Read more about eLife’s peer review process.Editors
- Reviewing EditorPascal MartinInstitut Curie, Paris, France
- Senior EditorDidier StainierMax Planck Institute for Heart and Lung Research, Bad Nauheim, Germany
Reviewer #1 (Public review):
[Editors' note: this version has been assessed by the Reviewing Editor without further input from the original reviewers. The authors have addressed the comments raised in the previous round of review.]
Summary:
In this manuscript, the authors present comprehensive experimental observations and a theoretical framework to explain the heterogeneous behaviour of sarcomeres in cardiomyocytes. They show that a stochastic component exists in their contractile activity, which may act as a feedback mechanism regulating physiological function.
Strengths:
Experiments and data analysis are robust and valid. The rigorous statistical analysis and unbiased methods enable the authors to draw well-supported conclusions that go beyond the existing literature. Their outcomes inform about cellular activity at the individual level and the authors explain how the transient dynamics of single sarcomeres are governed by a force-velocity relationship and lead to the complex contractile patterns. The similarity of the results to the study cited in [24] demonstrates the validity of the in vitro setup for answering these questions and the feasibility of such in-vitro systems to extend our knowledge of out-of-equilibrium dynamics in cardiac cells.
Very interesting the suggestion that the interplay between intrinsic fluctuations and the dynamic instability are part of a feedback mechanism for maintaining structural and functional homeostasis.
The addition of the theoretical model and the new text of the manuscript improves the clarity of the study.
Reviewer #2 (Public review):
Summary:
Sarcomeres, the contractile units of skeletal and cardiac muscle, contract in a concerted fashion to power myofibril and thus muscle fiber contraction.
Muscle fiber contraction depends on the stiffness of the elastic substrate of the cell, yet it is not known how this dependence emerges from the collective dynamics of sarcomeres. Here, the authors analyze contraction time series of individual sarcomeres using live imaging of fluorescently labeled cardiomyocytes cultured on elastic substrates of different stiffness. They find that a reduced collective contractility of muscle fibers on unphysiologically stiff substrates is partially explained by a lack of synchronization in the contraction of individual sarcomeres.
This lack of synchronization is at least partially stochastic, consistent with the notion of a tug-of-war between sarcomeres on stiff sarcomeres. A particular irregularity of sarcomere contraction cycles is 'popping', the extension of sarcomers beyond their rest length. The statistics of 'popping' suggest that this is a purely random process.
Strengths:
This study thus marks an important shift of perspective from whole-cell analysis towards an understanding the collective dynamics of coupled stochastic sarcomeres.
Reviewer #3 (Public review):
The manuscript of Haertter and coworkers studied the variation of the length of a single sarcomere and the response of microfibrils made by sarcomeres of cardiomyocytes on soft gel substrates of varying stiffness.
The measurements at the level of a single sarcomere are an important new result of this manuscript. They are done by combining the labeling of the sarcomeres z line using genetic manipulation and a sophisticated tracking program using machine learning. This single sarcomere analysis shows strong heterogeneities of the sarcomeres that can show fast oscillations not synchronized with the average behavior of the cell and what the authors call popping events which are large amplitude oscillations. Another important result is the fact that cardiomyocyte contractility decreases with the substrate stiffness, although the properties of single sarcomeres do not seem to depend on substrate stiffness.

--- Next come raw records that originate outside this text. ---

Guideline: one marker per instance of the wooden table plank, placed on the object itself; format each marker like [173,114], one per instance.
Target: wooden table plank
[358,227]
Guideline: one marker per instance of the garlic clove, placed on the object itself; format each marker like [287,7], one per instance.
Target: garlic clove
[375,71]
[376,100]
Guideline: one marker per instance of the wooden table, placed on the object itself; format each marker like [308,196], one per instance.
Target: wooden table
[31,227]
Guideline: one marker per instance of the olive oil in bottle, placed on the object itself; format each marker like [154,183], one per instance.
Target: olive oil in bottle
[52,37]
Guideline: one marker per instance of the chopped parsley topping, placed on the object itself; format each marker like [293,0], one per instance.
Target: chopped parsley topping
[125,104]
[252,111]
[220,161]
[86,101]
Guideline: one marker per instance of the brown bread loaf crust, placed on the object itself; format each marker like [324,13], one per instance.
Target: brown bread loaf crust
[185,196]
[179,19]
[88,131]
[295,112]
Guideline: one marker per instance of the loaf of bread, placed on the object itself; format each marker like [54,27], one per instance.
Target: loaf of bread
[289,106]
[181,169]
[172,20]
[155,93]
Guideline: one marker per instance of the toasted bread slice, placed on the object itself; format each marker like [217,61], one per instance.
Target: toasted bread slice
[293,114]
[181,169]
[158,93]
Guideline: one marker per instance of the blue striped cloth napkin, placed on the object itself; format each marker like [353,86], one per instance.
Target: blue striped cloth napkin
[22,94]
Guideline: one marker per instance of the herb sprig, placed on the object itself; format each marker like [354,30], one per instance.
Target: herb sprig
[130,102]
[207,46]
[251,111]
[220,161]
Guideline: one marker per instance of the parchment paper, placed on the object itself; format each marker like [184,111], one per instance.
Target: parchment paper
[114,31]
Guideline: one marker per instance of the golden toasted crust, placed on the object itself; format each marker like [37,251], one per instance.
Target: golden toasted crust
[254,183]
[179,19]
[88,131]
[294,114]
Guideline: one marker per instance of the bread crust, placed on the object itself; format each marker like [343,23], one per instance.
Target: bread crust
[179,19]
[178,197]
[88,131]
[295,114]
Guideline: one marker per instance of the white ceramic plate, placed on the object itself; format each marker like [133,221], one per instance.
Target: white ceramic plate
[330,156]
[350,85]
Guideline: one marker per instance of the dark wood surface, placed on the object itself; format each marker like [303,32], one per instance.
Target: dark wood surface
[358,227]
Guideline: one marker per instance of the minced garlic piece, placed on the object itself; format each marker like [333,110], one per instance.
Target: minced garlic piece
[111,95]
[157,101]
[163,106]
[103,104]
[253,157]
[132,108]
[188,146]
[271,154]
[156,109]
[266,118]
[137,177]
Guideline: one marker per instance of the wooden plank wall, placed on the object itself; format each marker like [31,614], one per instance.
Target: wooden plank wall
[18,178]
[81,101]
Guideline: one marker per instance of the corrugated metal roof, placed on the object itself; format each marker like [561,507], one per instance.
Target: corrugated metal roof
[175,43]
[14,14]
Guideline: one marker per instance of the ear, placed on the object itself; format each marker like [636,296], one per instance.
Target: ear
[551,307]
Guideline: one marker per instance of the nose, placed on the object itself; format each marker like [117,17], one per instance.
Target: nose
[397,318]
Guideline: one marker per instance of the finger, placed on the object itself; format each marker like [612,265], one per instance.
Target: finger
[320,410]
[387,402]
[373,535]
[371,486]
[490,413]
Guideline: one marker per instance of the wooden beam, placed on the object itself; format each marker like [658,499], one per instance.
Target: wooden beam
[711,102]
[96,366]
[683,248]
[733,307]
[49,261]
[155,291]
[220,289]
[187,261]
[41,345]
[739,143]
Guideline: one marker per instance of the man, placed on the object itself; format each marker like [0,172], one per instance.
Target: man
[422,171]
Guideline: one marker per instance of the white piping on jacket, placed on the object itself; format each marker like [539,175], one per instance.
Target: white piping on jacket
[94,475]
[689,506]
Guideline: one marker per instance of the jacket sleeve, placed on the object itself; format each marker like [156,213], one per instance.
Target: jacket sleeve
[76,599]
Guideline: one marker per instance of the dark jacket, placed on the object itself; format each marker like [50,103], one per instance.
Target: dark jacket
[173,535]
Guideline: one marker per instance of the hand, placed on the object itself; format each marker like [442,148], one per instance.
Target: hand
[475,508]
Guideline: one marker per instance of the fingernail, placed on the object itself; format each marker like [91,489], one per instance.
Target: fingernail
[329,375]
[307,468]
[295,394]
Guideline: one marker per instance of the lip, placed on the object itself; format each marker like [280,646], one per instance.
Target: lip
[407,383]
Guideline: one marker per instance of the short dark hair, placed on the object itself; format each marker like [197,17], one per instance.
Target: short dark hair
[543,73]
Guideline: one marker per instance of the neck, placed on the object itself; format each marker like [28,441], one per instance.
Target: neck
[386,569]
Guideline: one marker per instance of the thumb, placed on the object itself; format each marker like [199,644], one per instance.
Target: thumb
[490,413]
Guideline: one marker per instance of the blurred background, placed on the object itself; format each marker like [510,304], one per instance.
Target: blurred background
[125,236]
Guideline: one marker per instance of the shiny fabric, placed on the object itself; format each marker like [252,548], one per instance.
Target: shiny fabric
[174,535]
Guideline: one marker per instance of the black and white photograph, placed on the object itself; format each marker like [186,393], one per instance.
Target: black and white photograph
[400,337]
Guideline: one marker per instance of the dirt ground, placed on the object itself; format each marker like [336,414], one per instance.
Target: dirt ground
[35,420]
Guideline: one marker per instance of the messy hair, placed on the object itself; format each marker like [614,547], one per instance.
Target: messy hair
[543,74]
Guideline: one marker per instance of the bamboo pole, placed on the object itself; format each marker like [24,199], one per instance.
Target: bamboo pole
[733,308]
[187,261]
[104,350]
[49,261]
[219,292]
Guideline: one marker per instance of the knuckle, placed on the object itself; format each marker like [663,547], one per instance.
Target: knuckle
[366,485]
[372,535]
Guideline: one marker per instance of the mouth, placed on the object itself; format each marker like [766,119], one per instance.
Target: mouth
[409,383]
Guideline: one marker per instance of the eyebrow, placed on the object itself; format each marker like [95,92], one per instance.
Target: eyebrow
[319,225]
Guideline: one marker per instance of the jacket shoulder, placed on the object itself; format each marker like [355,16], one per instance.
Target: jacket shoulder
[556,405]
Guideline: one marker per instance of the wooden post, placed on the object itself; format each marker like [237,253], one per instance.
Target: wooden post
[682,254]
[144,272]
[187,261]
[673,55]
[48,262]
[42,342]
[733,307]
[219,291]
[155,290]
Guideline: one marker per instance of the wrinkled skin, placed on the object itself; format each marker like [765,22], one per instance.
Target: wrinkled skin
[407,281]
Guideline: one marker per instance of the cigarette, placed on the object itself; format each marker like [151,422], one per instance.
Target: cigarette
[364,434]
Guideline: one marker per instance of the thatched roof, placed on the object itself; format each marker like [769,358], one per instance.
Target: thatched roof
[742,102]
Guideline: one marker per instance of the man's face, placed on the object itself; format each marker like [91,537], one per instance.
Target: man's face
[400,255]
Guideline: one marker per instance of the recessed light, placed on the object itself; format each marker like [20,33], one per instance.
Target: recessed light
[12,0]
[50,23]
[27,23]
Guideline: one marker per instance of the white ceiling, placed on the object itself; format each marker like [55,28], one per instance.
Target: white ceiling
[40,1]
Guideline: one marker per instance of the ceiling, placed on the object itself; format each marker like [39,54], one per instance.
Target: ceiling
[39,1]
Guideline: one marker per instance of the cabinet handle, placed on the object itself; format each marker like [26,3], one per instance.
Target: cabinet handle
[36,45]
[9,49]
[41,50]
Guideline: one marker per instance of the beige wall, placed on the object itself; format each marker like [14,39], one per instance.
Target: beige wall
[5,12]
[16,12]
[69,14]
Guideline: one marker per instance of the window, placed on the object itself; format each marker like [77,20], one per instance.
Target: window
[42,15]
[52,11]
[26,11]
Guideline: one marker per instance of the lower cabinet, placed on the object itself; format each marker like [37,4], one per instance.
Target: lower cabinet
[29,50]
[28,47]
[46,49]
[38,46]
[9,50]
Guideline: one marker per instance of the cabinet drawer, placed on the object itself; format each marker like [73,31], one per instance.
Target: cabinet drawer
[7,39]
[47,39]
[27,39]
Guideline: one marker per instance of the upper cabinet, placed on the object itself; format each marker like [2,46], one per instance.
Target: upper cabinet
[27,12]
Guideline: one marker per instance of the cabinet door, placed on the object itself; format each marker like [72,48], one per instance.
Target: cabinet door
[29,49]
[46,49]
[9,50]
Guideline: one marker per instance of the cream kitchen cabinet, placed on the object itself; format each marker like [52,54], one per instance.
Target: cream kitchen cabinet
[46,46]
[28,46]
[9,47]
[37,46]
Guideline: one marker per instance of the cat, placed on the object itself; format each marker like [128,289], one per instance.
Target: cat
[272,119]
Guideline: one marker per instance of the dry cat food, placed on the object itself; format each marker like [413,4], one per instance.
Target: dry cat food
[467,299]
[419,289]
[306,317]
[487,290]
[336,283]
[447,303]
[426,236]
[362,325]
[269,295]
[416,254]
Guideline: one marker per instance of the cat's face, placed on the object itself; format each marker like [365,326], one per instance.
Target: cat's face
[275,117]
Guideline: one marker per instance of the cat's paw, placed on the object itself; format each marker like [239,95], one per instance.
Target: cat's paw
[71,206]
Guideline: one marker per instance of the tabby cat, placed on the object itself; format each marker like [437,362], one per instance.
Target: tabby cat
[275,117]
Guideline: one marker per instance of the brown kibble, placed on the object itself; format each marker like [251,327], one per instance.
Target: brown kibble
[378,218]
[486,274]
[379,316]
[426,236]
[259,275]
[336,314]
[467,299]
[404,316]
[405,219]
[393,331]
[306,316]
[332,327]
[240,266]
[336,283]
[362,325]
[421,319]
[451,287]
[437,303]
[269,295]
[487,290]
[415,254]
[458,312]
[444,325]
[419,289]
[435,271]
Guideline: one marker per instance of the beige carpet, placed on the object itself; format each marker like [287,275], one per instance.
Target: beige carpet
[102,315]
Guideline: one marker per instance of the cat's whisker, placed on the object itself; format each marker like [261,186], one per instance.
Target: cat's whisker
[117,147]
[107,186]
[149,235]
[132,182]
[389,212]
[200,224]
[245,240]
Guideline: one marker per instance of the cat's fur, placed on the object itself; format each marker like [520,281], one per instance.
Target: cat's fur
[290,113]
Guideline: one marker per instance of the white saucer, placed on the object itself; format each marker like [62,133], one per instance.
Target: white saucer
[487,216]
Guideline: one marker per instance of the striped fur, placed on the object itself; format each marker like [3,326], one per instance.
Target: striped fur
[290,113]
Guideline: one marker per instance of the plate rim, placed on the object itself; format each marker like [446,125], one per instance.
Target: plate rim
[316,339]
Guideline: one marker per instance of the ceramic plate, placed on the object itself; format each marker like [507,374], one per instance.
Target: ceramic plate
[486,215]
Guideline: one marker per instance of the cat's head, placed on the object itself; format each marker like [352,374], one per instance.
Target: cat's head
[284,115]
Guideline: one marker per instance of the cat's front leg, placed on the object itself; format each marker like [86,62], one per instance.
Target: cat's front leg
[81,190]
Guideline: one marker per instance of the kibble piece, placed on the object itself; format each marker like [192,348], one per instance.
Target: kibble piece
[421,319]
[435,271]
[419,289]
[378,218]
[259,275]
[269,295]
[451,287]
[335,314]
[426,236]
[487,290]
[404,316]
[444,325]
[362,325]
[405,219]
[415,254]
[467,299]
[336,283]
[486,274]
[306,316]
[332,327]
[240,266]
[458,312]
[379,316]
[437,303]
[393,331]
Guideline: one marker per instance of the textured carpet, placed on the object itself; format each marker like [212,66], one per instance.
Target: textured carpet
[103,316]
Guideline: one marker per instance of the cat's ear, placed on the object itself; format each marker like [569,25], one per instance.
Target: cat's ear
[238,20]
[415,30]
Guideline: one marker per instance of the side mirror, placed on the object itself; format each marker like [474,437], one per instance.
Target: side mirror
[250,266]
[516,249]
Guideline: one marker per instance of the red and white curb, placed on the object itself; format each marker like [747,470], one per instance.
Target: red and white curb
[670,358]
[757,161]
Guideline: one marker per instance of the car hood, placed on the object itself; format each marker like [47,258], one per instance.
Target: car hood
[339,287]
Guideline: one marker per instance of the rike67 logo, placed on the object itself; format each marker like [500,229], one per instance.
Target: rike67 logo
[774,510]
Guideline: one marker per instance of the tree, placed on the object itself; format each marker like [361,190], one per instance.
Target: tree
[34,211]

The authors suggest that the cardiomyocyte cell behavior is dominated by sarcomere heterogeneity. They show that the heterogeneity between sarcomere is stochastic and that the contribution of static heterogeneity (such as composition differences between sarcomeres) is small.
Strengths:
All the results are, to my knowledge, new and original. The authors also made a theoretical model where each sarcomere is described by a Langevin equation based on a non-linear coupling between force and velocity of the sarcomeres. This model accounts well for the experimental results including the observation of what the authors call popping events.